Fin de vie: la CEDH examine le dossier de Vincent Lambert

« Laisser partir » Vincent Lambert ou le maintenir artificiellement en vie ? La Cour européenne des droits de l'homme a entamé mercredi l'examen du sort de ce tétraplégique en état végétatif, devenu l'objet d'une tragédie familiale aux enjeux éthiques complexes. Après s'être déchirés dans les prétoires français, les protagonistes de cette affaire à rebondissements se sont retrouvés pour une audience, pour trancher définitivement d'ici un à deux mois.

La procédure qui a mené le cas de Vincent Lambert devant la Cour européenne des droits de l'homme (CEDH) est tout à fait exceptionnelle. Elle n'intervient que pour des dossiers qui concernent des « questions graves » relatives à la Convention européenne des droits de l'homme lorsque tous les autres recours judiciaires ont été épuisés.

Depuis 2013, la famille de cet homme de 38 ans, maintenu artificiellement depuis six ans dans un état végétatif, s'oppose sur la question de son maintien en vie. Sa femme et l'équipe médicale se disent favorable à un arrêt des soins alors que les parents réclament leur poursuite.

La loi Leonetti de 2005 prévoit pourtant la possibilité du « laisser mourir » en arrêtant les traitements au risque d'entraîner la mort.
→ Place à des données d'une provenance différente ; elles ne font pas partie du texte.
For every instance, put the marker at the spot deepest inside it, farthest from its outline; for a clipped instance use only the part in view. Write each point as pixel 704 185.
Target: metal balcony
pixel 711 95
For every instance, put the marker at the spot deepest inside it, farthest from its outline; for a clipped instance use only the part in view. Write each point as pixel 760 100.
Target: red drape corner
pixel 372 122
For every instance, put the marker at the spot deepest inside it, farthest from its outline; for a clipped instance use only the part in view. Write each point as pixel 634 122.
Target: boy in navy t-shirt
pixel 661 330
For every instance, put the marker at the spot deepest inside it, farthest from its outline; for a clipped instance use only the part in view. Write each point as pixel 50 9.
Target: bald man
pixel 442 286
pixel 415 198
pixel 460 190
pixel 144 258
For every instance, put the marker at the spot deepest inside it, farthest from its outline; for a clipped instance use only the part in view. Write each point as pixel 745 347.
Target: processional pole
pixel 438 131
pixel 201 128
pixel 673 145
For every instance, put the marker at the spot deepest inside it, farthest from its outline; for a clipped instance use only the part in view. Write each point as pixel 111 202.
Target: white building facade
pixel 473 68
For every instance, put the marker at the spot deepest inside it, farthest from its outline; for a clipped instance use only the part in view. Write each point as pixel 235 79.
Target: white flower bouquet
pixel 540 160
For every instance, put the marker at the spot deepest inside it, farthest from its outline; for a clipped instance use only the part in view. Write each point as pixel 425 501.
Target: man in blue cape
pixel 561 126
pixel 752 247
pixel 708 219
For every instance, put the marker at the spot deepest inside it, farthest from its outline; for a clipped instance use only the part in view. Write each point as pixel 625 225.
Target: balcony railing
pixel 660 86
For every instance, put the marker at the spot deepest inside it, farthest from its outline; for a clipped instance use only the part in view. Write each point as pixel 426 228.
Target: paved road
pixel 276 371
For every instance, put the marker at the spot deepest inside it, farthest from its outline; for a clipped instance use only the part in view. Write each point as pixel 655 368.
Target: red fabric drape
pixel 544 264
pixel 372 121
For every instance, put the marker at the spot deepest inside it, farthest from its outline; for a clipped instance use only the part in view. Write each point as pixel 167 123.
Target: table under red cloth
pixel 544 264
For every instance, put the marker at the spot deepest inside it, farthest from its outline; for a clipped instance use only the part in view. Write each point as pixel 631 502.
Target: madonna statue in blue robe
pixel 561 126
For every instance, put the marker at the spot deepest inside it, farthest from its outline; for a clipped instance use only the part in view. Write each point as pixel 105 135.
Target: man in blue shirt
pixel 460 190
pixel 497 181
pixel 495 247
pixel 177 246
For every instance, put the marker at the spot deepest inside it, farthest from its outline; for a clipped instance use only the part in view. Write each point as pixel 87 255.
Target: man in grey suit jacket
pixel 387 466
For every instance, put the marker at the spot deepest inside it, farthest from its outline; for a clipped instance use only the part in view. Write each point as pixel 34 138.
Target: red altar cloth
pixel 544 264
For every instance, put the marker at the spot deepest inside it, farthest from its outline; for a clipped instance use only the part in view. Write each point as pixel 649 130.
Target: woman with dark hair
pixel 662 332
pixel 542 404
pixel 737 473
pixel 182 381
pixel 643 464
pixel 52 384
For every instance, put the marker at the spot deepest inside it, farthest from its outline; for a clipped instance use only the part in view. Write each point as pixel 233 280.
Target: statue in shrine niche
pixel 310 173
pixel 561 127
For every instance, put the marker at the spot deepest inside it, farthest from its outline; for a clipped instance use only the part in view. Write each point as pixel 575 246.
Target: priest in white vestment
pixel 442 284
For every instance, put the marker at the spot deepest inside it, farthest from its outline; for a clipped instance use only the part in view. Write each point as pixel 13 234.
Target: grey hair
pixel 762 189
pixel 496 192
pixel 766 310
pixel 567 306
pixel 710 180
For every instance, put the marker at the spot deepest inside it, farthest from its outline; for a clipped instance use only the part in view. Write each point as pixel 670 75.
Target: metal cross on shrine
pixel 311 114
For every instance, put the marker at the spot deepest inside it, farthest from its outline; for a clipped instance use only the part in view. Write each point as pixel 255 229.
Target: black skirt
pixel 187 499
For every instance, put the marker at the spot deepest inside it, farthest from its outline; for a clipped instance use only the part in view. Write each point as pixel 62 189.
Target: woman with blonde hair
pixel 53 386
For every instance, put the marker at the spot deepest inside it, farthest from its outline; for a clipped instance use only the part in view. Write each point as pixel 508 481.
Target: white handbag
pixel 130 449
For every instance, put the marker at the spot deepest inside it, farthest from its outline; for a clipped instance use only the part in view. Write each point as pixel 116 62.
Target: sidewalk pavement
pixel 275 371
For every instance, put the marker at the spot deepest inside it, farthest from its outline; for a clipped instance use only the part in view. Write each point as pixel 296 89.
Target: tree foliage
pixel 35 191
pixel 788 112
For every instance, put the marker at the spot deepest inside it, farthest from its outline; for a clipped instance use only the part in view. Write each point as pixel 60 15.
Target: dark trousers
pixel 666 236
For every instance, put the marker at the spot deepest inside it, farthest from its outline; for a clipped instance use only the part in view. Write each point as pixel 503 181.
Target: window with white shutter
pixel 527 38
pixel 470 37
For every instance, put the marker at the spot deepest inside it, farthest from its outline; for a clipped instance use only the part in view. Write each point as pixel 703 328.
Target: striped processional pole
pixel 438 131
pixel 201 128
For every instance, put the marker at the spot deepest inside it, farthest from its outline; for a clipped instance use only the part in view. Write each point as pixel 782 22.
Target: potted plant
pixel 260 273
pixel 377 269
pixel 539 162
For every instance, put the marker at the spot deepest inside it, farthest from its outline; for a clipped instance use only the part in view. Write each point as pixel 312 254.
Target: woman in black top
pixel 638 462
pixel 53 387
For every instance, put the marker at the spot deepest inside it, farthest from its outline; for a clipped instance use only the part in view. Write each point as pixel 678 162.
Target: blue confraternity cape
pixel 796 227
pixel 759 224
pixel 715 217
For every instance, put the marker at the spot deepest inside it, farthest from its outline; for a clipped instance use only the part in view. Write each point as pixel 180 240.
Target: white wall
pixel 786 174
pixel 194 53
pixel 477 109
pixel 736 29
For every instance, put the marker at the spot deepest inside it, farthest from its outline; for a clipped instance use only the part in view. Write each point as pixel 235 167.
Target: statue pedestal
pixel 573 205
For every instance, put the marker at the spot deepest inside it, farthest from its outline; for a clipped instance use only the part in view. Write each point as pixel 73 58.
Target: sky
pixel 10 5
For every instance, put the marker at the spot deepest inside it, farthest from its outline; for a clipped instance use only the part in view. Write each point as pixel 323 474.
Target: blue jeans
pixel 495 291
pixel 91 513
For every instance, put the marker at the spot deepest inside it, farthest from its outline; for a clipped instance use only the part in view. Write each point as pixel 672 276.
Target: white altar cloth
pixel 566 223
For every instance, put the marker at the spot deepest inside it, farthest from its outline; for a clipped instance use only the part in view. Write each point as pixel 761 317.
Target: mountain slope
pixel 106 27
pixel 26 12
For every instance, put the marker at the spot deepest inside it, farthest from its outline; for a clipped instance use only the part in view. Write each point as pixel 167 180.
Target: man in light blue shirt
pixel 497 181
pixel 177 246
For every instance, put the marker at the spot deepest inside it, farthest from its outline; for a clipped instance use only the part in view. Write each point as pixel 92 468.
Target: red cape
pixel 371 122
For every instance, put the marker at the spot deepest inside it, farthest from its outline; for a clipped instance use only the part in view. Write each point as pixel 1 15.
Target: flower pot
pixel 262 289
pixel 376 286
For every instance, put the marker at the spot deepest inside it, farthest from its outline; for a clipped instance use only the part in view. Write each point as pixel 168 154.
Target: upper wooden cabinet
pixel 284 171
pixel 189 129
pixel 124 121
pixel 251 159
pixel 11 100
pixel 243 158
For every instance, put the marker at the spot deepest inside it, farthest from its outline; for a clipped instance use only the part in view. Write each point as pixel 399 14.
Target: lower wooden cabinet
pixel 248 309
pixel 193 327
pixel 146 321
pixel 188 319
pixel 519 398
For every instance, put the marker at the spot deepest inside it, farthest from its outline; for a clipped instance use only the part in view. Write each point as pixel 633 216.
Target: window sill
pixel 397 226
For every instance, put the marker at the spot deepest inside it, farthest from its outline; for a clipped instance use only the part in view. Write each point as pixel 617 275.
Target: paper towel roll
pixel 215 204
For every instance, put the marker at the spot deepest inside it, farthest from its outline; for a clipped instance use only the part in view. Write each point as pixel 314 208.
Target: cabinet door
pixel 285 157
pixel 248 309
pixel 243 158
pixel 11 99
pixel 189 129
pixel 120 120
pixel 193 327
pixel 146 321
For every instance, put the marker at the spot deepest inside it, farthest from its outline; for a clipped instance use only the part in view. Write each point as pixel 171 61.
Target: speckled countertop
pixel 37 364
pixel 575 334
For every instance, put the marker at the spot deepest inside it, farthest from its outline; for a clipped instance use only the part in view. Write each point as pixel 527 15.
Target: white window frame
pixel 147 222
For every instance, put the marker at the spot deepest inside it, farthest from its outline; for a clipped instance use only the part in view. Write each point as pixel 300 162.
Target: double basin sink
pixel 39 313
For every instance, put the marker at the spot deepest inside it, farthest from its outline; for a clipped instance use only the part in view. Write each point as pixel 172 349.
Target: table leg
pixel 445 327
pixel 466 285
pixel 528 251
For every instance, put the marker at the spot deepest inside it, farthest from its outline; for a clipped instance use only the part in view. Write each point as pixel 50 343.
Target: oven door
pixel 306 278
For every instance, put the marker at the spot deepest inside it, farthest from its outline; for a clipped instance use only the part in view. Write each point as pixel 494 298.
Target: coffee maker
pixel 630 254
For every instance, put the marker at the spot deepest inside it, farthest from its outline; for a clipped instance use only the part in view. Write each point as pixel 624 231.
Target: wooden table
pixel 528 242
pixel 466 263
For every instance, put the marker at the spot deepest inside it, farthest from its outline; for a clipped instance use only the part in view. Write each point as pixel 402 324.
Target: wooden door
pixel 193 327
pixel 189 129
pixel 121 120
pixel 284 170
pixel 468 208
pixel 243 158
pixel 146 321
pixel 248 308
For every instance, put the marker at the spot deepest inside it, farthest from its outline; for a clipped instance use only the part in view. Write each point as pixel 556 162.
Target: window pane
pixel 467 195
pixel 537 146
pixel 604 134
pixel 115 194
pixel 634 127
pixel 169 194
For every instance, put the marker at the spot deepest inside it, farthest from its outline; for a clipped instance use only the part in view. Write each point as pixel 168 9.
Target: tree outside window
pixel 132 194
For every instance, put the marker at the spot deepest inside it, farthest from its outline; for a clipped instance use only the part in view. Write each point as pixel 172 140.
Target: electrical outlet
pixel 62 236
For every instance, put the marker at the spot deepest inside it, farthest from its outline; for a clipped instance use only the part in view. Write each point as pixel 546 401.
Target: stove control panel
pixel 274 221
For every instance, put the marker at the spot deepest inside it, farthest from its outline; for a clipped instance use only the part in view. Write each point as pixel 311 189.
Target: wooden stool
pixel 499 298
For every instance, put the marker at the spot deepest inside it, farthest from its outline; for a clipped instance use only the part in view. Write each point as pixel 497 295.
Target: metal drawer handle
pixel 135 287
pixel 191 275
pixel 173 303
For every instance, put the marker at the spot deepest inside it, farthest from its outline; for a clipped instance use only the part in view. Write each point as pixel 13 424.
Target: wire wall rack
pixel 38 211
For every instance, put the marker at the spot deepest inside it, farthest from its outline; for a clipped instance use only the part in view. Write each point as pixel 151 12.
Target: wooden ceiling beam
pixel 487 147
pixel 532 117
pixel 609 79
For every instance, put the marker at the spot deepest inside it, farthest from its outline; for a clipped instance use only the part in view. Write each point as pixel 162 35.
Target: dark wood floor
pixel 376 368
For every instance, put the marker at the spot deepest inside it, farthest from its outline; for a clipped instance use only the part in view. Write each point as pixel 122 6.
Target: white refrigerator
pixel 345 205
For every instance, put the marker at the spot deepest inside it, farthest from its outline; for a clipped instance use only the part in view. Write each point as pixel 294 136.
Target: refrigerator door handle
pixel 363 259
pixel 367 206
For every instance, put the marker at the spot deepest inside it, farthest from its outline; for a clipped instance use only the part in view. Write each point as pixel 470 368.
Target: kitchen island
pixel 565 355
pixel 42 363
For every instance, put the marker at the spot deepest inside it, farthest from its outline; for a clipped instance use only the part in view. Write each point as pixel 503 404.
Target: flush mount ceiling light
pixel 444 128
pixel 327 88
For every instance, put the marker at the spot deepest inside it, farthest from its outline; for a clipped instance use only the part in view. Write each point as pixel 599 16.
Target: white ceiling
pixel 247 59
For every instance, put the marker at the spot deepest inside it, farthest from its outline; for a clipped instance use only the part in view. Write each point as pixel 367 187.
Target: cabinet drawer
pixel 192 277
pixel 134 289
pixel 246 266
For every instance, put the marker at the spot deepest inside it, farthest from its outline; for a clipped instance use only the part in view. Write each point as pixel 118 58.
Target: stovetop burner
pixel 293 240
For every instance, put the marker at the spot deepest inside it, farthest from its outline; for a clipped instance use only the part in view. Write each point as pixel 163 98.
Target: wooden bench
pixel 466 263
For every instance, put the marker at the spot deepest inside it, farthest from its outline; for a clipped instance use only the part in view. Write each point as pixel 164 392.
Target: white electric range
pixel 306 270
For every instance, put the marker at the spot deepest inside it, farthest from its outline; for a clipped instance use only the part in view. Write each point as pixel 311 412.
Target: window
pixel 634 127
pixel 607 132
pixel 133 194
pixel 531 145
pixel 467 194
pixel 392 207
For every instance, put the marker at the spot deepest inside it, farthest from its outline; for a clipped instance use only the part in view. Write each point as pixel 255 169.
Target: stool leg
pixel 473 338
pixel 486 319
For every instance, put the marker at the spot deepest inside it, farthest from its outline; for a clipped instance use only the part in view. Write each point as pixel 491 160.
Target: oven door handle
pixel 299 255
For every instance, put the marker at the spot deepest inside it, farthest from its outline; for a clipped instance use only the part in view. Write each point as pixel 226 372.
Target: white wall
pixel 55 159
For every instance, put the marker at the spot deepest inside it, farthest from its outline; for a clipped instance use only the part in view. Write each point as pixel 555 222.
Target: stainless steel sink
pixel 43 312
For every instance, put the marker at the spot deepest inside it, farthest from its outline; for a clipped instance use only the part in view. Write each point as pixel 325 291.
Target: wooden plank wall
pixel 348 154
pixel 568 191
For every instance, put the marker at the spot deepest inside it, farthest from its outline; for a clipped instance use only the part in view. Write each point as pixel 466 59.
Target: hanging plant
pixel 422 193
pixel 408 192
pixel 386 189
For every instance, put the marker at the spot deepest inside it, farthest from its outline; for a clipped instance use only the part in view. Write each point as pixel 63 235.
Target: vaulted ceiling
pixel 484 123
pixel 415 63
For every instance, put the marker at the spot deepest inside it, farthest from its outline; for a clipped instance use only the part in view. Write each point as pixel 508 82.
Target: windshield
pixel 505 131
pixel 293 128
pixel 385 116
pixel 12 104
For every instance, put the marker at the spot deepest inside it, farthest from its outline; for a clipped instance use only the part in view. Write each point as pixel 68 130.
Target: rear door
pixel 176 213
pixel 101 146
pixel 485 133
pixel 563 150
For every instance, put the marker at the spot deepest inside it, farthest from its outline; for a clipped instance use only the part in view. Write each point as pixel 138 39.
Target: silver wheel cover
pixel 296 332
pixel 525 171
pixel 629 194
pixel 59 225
Mais les parents de Vincent Lambert se sont juridiquement opposés à l'application de cette loi. Depuis, une course judiciaire s'est engagée sur fond de débat national.

En effet, François Hollande s'était engagé lors de son élection à faire voter « une nouvelle loi sur la fin de vie et le droit de mourir dans la dignité ». Un sujet qu'il a une nouvelle fois évoqué lors de ses résolutions 2015 pour la nouvelle année.

Respecter le vœux de Vincent

La décision de la Cour sera rendue sans doute d'ici un à deux mois. François Lambert, le neveu de Vincent Lambert, a été présent, aujourd'hui, à l'audience à Strasbourg. Il estime qu'il faut respecter le vœux de son oncle qui avait exprimé sa volonté avant sa dépendance.

François Lambert espère que les 17 juges de la Cour européenne rejetteront la requête des parents de Vincent et qu'ils confirmeront la légalité de l'arrêt du Conseil d'Etat qui en juin dernier a autorisé l'interruption de l'alimentation et de l'hydratation de son oncle : « Ils ont une position de principe, mais c’est une position de principe qui est la leur, qui n’est pas celle de Vincent. Ils ne mettent jamais en avant la personnalité de Vincent, ils ne mettent jamais en avant les souhaits qu’auraient aimés Vincent. Ils mettent en avant, en revanche, leur subjectivité sur à peu près tout. L’expertise médicale qui était assez claire sur l’état de Vincent, ils la contestent. Elle a été faite par trois personnes dont on ne peut suspecter qu’elles avaient un intérêt légitime à ce que Vincent meurt. Il ne faut pas exagérer. J’espère que la requête des parents sera irrecevable dans la matière et j’espère que la décision ira dans le souhait de Vincent. »

Quelle pourrait être la décision de la Cour européenne ?

L’audience concernant Vincent Lambert s’est tenue devant l’instance suprême de la Cour, la Grande chambre, dont les arrêts sont définitifs. Si elle donne raison au Conseil d’Etat, donc à la France, qui en application de la loi Leonetti, a autorisé en juin l’interruption des traitements de Vincent Lambert, le processus de fin de vie pourra débuter. La sonde gastrique à l’aide de laquelle il est nourrit et hydraté sera retirée et pour que son corps n’éprouve aucune souffrance, des sédatifs lui seront administrés.

Si en revanche la Cour décide de maintenir Vincent Lambert en vie, il pourrait être transféré dans un établissement spécialisé pour personnes en état végétatif. Tel en tout cas est le souhait de ses parents, qui ont fait valoir devant la Cour « le droit à la vie », garanti par la Convention européenne des droits de l’homme.

Ce n’est pas la première fois que la Cour de Strasbourg va se prononcer sur la fin de vie, mais jusqu’à présent ses jugements portaient sur l’euthanasie ou le suicide assisté. Il n’y a jamais rien eu sur l’arrêt des traitements ou l’acharnement thérapeutique.

Selon les juristes, sur tous ces sujets délicats la Cour choisit la prudence et laisse aux Etats une importante marge d’appréciation.